# Barking, hackles raising, with tail wagging?



## ZephyrSong (Oct 2, 2012)

I'm not sure whats up with my baby Jäger lately. We have our routine in the morning where I get up take him outside for a quick potty break, come back inside to get fed, and when I get back from dropping my son off at the bus stop we go straight outside for a walk. We always go the same way for the walk, but for the past 2 days there has been another person walking their dog in the same area (I live in a townhome complex). Every time Jäger sees them he starts freaking out. He gets this deep bark going and his hackles raise up, but his tail is wagging a million miles a minute. I can't tell if he is excited about seeing another dog or if he is mad about it. The other person turned around the first time this happened, but today he had to cross my path to get where he needed to go. I held Jäger back and kept telling him quiet, which normally works with barking, but he kepts pulling hard at the leash and barking that deep bark. 

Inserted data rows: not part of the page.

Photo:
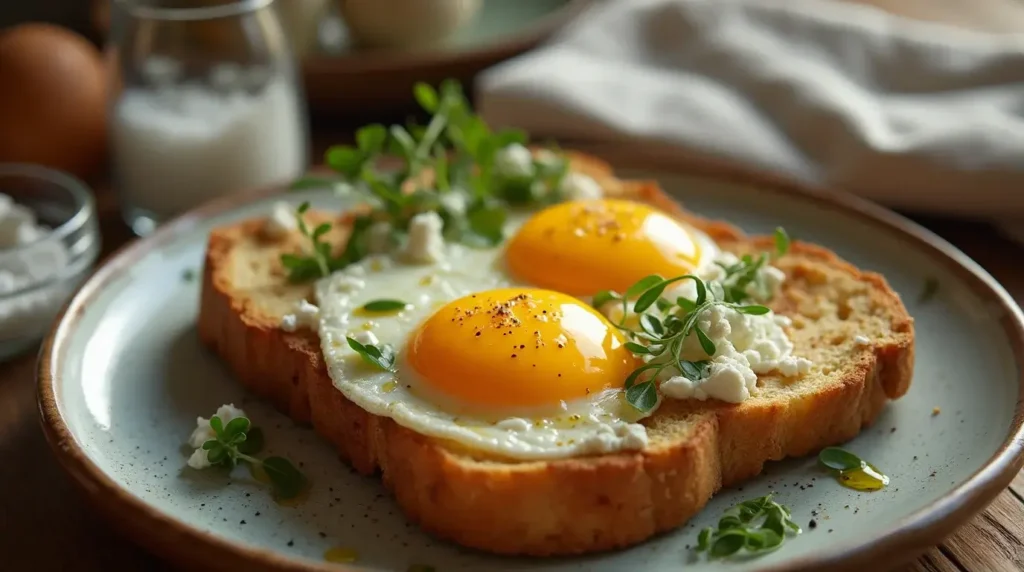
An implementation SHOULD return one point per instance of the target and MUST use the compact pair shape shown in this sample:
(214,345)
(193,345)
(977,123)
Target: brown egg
(53,99)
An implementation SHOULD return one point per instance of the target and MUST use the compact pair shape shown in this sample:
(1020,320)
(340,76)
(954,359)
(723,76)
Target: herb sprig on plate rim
(665,324)
(238,442)
(448,166)
(755,526)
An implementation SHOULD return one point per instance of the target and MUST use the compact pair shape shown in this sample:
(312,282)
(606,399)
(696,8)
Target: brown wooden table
(46,525)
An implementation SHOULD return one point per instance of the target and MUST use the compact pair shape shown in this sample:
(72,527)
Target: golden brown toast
(590,503)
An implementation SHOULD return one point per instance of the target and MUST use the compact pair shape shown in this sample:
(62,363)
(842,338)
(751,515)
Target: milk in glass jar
(208,103)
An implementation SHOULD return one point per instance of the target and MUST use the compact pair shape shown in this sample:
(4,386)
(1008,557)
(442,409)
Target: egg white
(598,424)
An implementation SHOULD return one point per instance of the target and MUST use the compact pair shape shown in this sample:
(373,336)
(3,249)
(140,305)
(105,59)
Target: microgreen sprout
(381,357)
(238,441)
(757,526)
(665,324)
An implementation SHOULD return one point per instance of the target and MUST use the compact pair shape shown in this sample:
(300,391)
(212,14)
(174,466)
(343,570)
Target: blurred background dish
(345,79)
(49,239)
(363,56)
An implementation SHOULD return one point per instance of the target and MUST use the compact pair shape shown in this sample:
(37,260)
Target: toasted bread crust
(570,506)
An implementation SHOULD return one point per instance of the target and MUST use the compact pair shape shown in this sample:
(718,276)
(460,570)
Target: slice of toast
(580,504)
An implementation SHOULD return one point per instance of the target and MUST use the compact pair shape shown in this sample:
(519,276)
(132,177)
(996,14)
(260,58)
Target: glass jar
(207,102)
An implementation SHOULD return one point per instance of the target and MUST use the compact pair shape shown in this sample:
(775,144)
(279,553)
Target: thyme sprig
(757,526)
(238,442)
(665,324)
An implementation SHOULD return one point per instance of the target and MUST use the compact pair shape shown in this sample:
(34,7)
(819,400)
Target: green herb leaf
(426,96)
(781,242)
(382,357)
(235,431)
(637,348)
(345,160)
(371,139)
(288,481)
(651,324)
(404,141)
(642,396)
(839,459)
(686,304)
(757,526)
(648,298)
(727,543)
(384,305)
(704,539)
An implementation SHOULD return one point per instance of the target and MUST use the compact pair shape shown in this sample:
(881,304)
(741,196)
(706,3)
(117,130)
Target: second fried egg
(495,349)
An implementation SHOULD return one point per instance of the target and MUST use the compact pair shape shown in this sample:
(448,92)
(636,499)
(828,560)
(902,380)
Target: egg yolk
(584,247)
(518,348)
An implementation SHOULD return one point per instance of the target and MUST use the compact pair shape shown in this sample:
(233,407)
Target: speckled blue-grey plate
(123,378)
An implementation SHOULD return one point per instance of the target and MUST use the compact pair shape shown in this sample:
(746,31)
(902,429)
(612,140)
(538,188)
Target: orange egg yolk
(518,348)
(584,247)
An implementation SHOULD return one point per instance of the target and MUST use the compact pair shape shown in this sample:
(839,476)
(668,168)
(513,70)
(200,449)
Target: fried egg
(496,349)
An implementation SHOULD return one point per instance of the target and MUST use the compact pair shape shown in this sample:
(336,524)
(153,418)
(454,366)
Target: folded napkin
(914,115)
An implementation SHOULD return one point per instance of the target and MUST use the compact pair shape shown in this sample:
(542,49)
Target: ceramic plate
(341,79)
(123,378)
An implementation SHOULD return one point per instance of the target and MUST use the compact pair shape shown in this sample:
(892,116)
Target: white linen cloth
(914,115)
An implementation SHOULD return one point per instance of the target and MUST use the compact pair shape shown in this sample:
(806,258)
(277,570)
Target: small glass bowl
(37,277)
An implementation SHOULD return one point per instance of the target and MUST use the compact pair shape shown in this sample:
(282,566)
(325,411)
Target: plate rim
(914,533)
(385,61)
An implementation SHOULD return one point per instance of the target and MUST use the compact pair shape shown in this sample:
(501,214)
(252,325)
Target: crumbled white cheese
(204,433)
(581,187)
(454,203)
(514,161)
(303,315)
(282,220)
(613,437)
(745,345)
(425,244)
(379,237)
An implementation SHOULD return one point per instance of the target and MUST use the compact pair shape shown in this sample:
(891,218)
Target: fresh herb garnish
(384,305)
(455,152)
(756,526)
(929,290)
(851,471)
(837,458)
(665,324)
(238,441)
(317,262)
(379,356)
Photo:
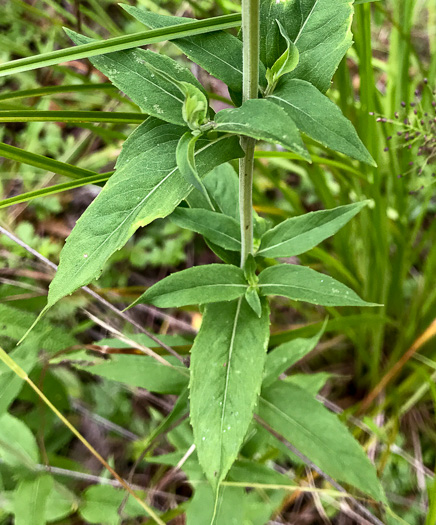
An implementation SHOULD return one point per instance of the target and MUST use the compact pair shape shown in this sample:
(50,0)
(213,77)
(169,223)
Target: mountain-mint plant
(176,163)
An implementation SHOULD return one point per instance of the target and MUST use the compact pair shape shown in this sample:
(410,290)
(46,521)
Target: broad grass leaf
(321,30)
(216,227)
(100,504)
(300,234)
(300,283)
(210,283)
(319,435)
(219,53)
(319,118)
(145,187)
(261,120)
(31,500)
(18,446)
(227,362)
(141,371)
(128,71)
(287,354)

He has been around other dogs before, and he is normally very submissive around them. But around the house I see a different side of him with dogs. My neighbor has 2 dogs and the one time we met outside by accident with him Jäger did the same thing, but as soon as their dog got some what close he yelped and tried to run away, while peeing. He has never been attacked or had a bad experience with another dog, and my neighbors dog looked like he just wanted to play and wasn't being aggressive. 

He only acts like this with dogs, with people he is mister friendly I love you man. People are his favorite thing to come across on a walk, he just wants to get pet and fall at your feet in adoration. 

I guess to get to the point, is there a way I can stop his behavior? I can't tell if he is being aggressive or is scared with these other dogs and honestly if a dog was acting the way he is towards me I wouldn't want to get to close just in case.


----------



## codmaster (Aug 5, 2009)

How old is he? Does he get any interaction with other dogs? I.E. puppy class or something?


----------



## ZephyrSong (Oct 2, 2012)

He is going to be four months old in a few days. He has had interaction with my cousins 2 dogs, and also a few trips to the small dog part of a local dog park.

He gets most of this interaction with my cousins dogs, they all get along great with each other. But like I said he is pretty submissive to them. I only noticed the barking and what not around when we are outside around the house. I was thinking that it might be a territory thing or something.


----------